Email Review
FREEFALL
23.02.18 - 18.03.18
Art:1 Museum, Jakarta, Indonesia
© Liandro N. I. Siringoringo
Everything You Want is On the Other Side of Fear: examining Vanessa Van Houten’s FREEFALL
How hard the journey of reconciliation must be when it is almost impossible to do ourselves. This process, of finding what is at the core of oneself, ones culture, ones femininity (or lack thereof) has been flooding into the doors of our galleries as of late. It is everywhere (and so it should be), but particularly for a country like Indonesia, it has come at a pivotal point in time. Still young in their contemporary art scene, to look upon it in Jakarta is like looking upon a toddler. Fumbling through a walk, trying to find a voice, but importantly full of promise.
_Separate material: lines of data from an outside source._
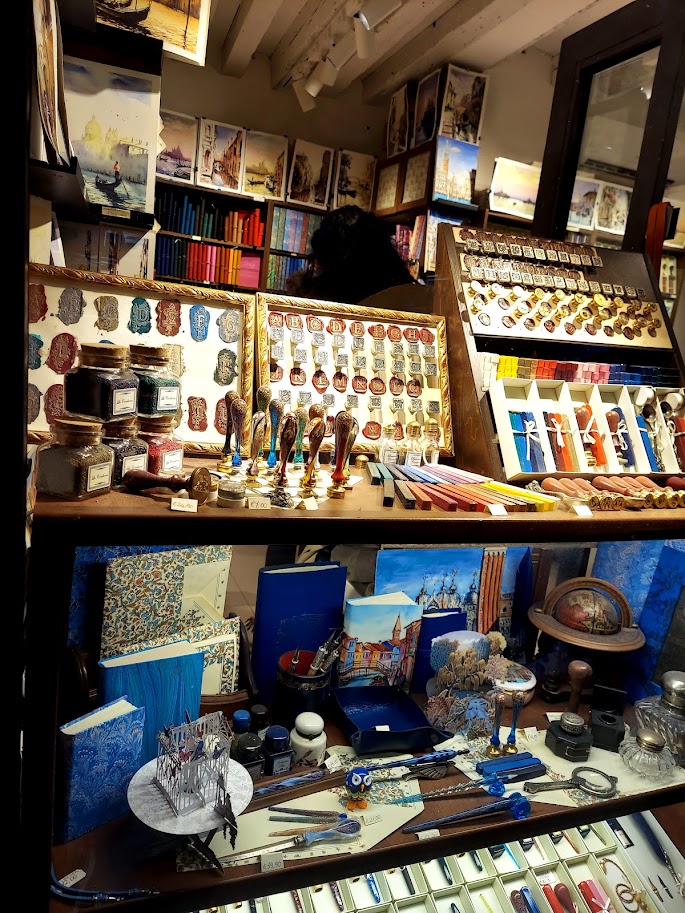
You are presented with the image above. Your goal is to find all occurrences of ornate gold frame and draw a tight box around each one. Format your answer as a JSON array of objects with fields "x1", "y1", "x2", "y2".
[
  {"x1": 28, "y1": 263, "x2": 255, "y2": 456},
  {"x1": 256, "y1": 292, "x2": 454, "y2": 456}
]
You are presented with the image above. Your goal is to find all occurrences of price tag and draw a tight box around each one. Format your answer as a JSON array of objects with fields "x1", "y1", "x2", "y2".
[
  {"x1": 260, "y1": 853, "x2": 283, "y2": 872},
  {"x1": 362, "y1": 812, "x2": 383, "y2": 824},
  {"x1": 247, "y1": 495, "x2": 271, "y2": 510},
  {"x1": 171, "y1": 498, "x2": 197, "y2": 514}
]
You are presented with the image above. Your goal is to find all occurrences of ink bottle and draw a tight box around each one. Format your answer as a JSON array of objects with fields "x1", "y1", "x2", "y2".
[
  {"x1": 231, "y1": 710, "x2": 250, "y2": 737},
  {"x1": 231, "y1": 732, "x2": 264, "y2": 780},
  {"x1": 290, "y1": 710, "x2": 326, "y2": 767},
  {"x1": 138, "y1": 415, "x2": 183, "y2": 475},
  {"x1": 545, "y1": 710, "x2": 592, "y2": 761},
  {"x1": 634, "y1": 672, "x2": 685, "y2": 767},
  {"x1": 618, "y1": 728, "x2": 677, "y2": 781},
  {"x1": 421, "y1": 418, "x2": 440, "y2": 466},
  {"x1": 64, "y1": 343, "x2": 138, "y2": 422},
  {"x1": 378, "y1": 424, "x2": 399, "y2": 463},
  {"x1": 250, "y1": 704, "x2": 269, "y2": 739},
  {"x1": 102, "y1": 419, "x2": 147, "y2": 488},
  {"x1": 129, "y1": 344, "x2": 181, "y2": 415},
  {"x1": 262, "y1": 726, "x2": 293, "y2": 777},
  {"x1": 36, "y1": 416, "x2": 114, "y2": 501}
]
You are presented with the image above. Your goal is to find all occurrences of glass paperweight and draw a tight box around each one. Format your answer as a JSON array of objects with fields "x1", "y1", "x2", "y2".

At the moment, one of the prevailing discourses in Indonesian culture is where and how the collective place themselves (or choose to place themselves) against the backdrop of the world.
There is always something interesting about the how displaced see and approach the rest of their society. For Vanessa van Houten, there was the advantage of seeing with a different set of eyes, of ones which would always be outside, but which were somehow also within. Her solo exhibition Freefall depicts honesty in a heart-shatteringly vulnerable way, and shows that there is a certain type of patience that revolves around not understanding, although always trying to.
Originally from Germany, van Houten lived in Australia before moving to Indonesia in 2013 and so it is no surprise, that for her, the personal envelops practice. Displayed within a hand-made circular space inside the gallery, the exhibition is transformed into a cyclical journey, mimicking the discourse it embodies. Van Houten works with time, the sun and moments, humbly waiting for something to emerge. Setting a timer for an hour in her studio, freedom is dispensed onto the subjects[1], creating a collection of unique portraits that are earnestly genuine and unapologetically vulnerable.
There is something universal about the personal, we are guilty often forgetting this, no matter how hard we know it. This exhibition was more than discovering the idea of Indonesian-ness, if that can even be a constant made possible to define. It was the universality of beauty and honesty. Of struggle, of the battle to discover the unknown that resides in the depths of the soul. Freefall set out to explore what it means to be Indonesian, but it superseded intention. It lay bare some the answers to the questions asking as an Indonesian, what it is to be human.
[1] van Houten, Vanessa. “Artist Talk.” Interview by Beatrice F. Gabriel. Monash University, March 11, 2018.